It is likely just this sort of glory writers seek when they sign up with something called a Literary Death Match. "Everyone typically understands it's a celebration of literature," says its founder, Todd Zuniga, from his home in Paris.
Four writers participate in a Death Match. Though only one will emerge victorious, each will be heard. Literary Death Matches have been precisely calibrated to minimize what Zuniga refers to as "diddling": each writer gets only seven minutes to read her work. After the three judges choose two finalists, the latter engage in a contest unrelated to literature — in past years in Boston, for instance, ink-stained wretches have competed in musical chairs and a hockey shoot-out involving piles of books. Zuniga promises not to repeat last year's Facebook-friend-adding contest, which he now deems a "total disaster."
On Tuesday, Zuniga will fly in from Charles de Gaulle and host a Death Match — Boston's fifth — at the Enormous Room later that night. Four respectable local writers — Myfanwy Collins, Christopher Monks, Heidi Pitlor, and Eugenio Volpe — will compete in front of three judges: Phoenix fave comedian Mehran Khaghani, alt-country chanteuse Sarah Borges, and Grub Street artistic director/Writer Idol host Chris Castellani.
Zuniga has cultivated an unlikely sensation among what the LDM's FAQ describes as "a bevy of college-educated urban tastemakers between the ages of 24-45 (55 percent women)." Since its inception in New York five years ago, the Death Match has grown to include regular tours and monthly events held in New York, Los Angeles, and London.

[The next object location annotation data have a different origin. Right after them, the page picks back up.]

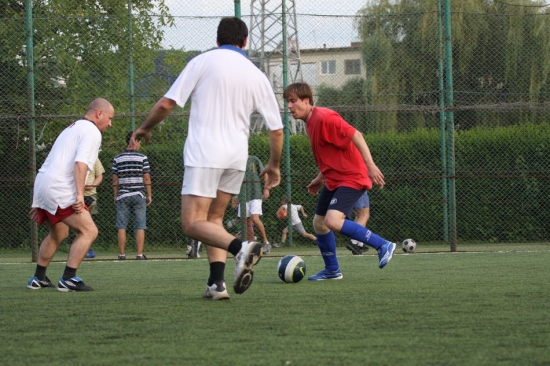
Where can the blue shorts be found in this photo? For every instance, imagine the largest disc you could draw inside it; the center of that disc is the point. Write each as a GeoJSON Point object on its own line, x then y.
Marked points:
{"type": "Point", "coordinates": [342, 199]}
{"type": "Point", "coordinates": [127, 206]}
{"type": "Point", "coordinates": [363, 201]}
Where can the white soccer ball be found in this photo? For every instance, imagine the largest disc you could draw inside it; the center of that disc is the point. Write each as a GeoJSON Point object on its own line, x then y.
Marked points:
{"type": "Point", "coordinates": [408, 245]}
{"type": "Point", "coordinates": [291, 268]}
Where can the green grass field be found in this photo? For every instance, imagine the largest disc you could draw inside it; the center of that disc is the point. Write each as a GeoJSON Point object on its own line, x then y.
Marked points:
{"type": "Point", "coordinates": [484, 305]}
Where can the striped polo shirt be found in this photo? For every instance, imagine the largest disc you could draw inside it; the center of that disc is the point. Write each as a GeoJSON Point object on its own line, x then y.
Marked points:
{"type": "Point", "coordinates": [129, 166]}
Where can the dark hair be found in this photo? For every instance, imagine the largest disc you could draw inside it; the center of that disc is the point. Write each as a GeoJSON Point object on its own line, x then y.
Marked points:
{"type": "Point", "coordinates": [232, 31]}
{"type": "Point", "coordinates": [128, 137]}
{"type": "Point", "coordinates": [301, 90]}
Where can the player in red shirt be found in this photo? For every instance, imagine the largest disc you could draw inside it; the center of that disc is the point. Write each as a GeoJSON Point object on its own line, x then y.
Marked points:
{"type": "Point", "coordinates": [346, 171]}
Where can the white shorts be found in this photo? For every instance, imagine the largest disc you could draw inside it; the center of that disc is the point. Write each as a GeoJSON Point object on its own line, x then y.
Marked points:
{"type": "Point", "coordinates": [253, 207]}
{"type": "Point", "coordinates": [205, 182]}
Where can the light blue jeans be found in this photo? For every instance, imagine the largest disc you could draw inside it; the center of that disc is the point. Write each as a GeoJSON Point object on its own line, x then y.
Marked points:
{"type": "Point", "coordinates": [127, 206]}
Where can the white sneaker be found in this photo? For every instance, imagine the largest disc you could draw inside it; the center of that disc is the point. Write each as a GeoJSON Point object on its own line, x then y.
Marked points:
{"type": "Point", "coordinates": [217, 291]}
{"type": "Point", "coordinates": [249, 255]}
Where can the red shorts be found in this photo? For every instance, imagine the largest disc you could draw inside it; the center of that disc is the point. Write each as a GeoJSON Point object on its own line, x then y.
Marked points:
{"type": "Point", "coordinates": [60, 215]}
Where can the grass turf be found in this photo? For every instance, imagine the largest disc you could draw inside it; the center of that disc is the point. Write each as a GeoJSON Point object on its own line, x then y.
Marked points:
{"type": "Point", "coordinates": [434, 308]}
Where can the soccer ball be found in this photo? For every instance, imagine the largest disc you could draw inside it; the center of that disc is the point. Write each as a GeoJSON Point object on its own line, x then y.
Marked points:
{"type": "Point", "coordinates": [408, 245]}
{"type": "Point", "coordinates": [291, 268]}
{"type": "Point", "coordinates": [283, 214]}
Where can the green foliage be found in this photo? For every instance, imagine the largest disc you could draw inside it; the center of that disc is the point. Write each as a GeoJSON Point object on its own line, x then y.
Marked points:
{"type": "Point", "coordinates": [402, 50]}
{"type": "Point", "coordinates": [501, 187]}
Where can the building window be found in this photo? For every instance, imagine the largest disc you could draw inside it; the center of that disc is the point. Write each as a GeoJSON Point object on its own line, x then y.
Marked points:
{"type": "Point", "coordinates": [328, 67]}
{"type": "Point", "coordinates": [352, 67]}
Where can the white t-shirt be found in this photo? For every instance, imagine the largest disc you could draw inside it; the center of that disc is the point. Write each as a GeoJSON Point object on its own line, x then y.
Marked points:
{"type": "Point", "coordinates": [225, 89]}
{"type": "Point", "coordinates": [54, 185]}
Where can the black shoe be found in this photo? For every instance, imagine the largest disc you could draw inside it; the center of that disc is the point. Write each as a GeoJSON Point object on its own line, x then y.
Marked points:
{"type": "Point", "coordinates": [37, 284]}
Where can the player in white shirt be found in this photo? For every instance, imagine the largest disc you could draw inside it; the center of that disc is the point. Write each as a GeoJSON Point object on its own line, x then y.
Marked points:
{"type": "Point", "coordinates": [225, 88]}
{"type": "Point", "coordinates": [58, 196]}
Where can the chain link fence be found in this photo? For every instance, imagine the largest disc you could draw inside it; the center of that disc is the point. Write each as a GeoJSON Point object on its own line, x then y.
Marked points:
{"type": "Point", "coordinates": [453, 98]}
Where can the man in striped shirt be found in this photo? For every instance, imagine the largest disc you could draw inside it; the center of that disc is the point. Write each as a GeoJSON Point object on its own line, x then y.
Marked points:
{"type": "Point", "coordinates": [132, 194]}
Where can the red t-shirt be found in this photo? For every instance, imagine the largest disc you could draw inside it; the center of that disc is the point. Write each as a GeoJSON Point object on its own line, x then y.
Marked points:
{"type": "Point", "coordinates": [338, 159]}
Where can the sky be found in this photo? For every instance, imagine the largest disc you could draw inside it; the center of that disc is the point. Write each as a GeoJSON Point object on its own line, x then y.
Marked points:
{"type": "Point", "coordinates": [196, 21]}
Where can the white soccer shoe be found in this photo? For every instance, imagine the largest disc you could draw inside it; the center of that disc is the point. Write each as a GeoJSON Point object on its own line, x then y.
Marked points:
{"type": "Point", "coordinates": [249, 255]}
{"type": "Point", "coordinates": [217, 291]}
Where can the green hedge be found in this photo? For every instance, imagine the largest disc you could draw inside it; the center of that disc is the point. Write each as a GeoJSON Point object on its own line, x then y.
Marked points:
{"type": "Point", "coordinates": [502, 188]}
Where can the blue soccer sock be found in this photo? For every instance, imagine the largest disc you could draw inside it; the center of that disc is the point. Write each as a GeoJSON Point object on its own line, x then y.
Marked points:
{"type": "Point", "coordinates": [360, 233]}
{"type": "Point", "coordinates": [327, 246]}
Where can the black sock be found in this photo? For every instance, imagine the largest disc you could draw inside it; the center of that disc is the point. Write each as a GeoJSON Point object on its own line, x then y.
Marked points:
{"type": "Point", "coordinates": [235, 246]}
{"type": "Point", "coordinates": [40, 272]}
{"type": "Point", "coordinates": [216, 272]}
{"type": "Point", "coordinates": [69, 273]}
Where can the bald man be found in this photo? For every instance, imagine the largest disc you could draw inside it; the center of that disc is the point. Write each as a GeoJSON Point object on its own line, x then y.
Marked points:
{"type": "Point", "coordinates": [58, 197]}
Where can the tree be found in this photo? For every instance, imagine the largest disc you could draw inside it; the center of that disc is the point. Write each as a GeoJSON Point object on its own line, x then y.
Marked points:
{"type": "Point", "coordinates": [501, 54]}
{"type": "Point", "coordinates": [81, 51]}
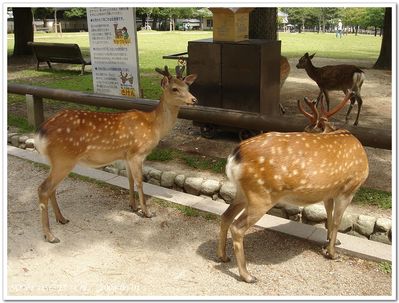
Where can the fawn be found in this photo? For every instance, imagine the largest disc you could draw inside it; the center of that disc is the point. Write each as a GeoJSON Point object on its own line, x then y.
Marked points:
{"type": "Point", "coordinates": [336, 77]}
{"type": "Point", "coordinates": [299, 168]}
{"type": "Point", "coordinates": [97, 139]}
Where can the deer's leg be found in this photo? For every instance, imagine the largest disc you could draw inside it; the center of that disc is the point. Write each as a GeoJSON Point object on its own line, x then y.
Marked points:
{"type": "Point", "coordinates": [227, 218]}
{"type": "Point", "coordinates": [58, 215]}
{"type": "Point", "coordinates": [359, 106]}
{"type": "Point", "coordinates": [353, 100]}
{"type": "Point", "coordinates": [319, 98]}
{"type": "Point", "coordinates": [136, 167]}
{"type": "Point", "coordinates": [340, 204]}
{"type": "Point", "coordinates": [327, 99]}
{"type": "Point", "coordinates": [329, 205]}
{"type": "Point", "coordinates": [132, 197]}
{"type": "Point", "coordinates": [46, 191]}
{"type": "Point", "coordinates": [257, 206]}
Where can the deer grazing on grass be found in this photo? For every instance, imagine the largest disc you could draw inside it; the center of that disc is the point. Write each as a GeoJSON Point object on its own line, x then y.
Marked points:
{"type": "Point", "coordinates": [97, 139]}
{"type": "Point", "coordinates": [336, 77]}
{"type": "Point", "coordinates": [299, 168]}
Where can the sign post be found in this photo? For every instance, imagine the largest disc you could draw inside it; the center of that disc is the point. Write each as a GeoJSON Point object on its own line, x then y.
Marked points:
{"type": "Point", "coordinates": [113, 50]}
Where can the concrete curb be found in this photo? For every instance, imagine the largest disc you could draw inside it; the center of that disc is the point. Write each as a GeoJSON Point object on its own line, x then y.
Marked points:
{"type": "Point", "coordinates": [350, 245]}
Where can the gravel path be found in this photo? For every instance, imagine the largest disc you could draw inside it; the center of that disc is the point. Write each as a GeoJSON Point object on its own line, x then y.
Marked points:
{"type": "Point", "coordinates": [107, 250]}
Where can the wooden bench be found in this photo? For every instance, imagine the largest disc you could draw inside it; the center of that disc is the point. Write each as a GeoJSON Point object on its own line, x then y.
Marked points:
{"type": "Point", "coordinates": [58, 53]}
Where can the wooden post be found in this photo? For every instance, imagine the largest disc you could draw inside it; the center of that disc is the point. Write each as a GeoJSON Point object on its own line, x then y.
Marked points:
{"type": "Point", "coordinates": [34, 108]}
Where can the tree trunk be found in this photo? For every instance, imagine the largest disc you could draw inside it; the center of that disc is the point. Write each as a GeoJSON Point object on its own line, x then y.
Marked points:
{"type": "Point", "coordinates": [263, 23]}
{"type": "Point", "coordinates": [384, 60]}
{"type": "Point", "coordinates": [23, 30]}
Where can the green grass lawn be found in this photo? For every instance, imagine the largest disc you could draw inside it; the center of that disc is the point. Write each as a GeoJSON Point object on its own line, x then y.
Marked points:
{"type": "Point", "coordinates": [153, 45]}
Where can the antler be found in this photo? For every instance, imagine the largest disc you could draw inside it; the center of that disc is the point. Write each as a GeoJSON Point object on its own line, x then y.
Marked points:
{"type": "Point", "coordinates": [179, 71]}
{"type": "Point", "coordinates": [164, 72]}
{"type": "Point", "coordinates": [336, 108]}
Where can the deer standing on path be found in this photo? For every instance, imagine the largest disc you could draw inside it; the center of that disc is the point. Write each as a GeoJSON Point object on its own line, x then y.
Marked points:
{"type": "Point", "coordinates": [299, 168]}
{"type": "Point", "coordinates": [336, 77]}
{"type": "Point", "coordinates": [97, 139]}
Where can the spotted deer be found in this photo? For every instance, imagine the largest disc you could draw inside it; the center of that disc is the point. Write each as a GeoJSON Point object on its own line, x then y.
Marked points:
{"type": "Point", "coordinates": [348, 78]}
{"type": "Point", "coordinates": [299, 168]}
{"type": "Point", "coordinates": [97, 139]}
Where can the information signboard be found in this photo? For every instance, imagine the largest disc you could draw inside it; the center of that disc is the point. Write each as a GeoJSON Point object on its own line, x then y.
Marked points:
{"type": "Point", "coordinates": [113, 50]}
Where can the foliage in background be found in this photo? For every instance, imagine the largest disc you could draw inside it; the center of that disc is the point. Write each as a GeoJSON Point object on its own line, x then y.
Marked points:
{"type": "Point", "coordinates": [325, 18]}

The Enormous Room will be Zuniga's first stop on a cross-country tour. "We're seconds away from signing a TV option, which is the most amazing thing ever," he says, unwilling to jinx himself by providing further details.
Zuniga credits irreverence for his success. "Every time you come, somebody says something weird, or they say something sort of crazy, or the judges are funny, or the judges are super-funny, or they're weird," Zuniga says. "And the finale is always different."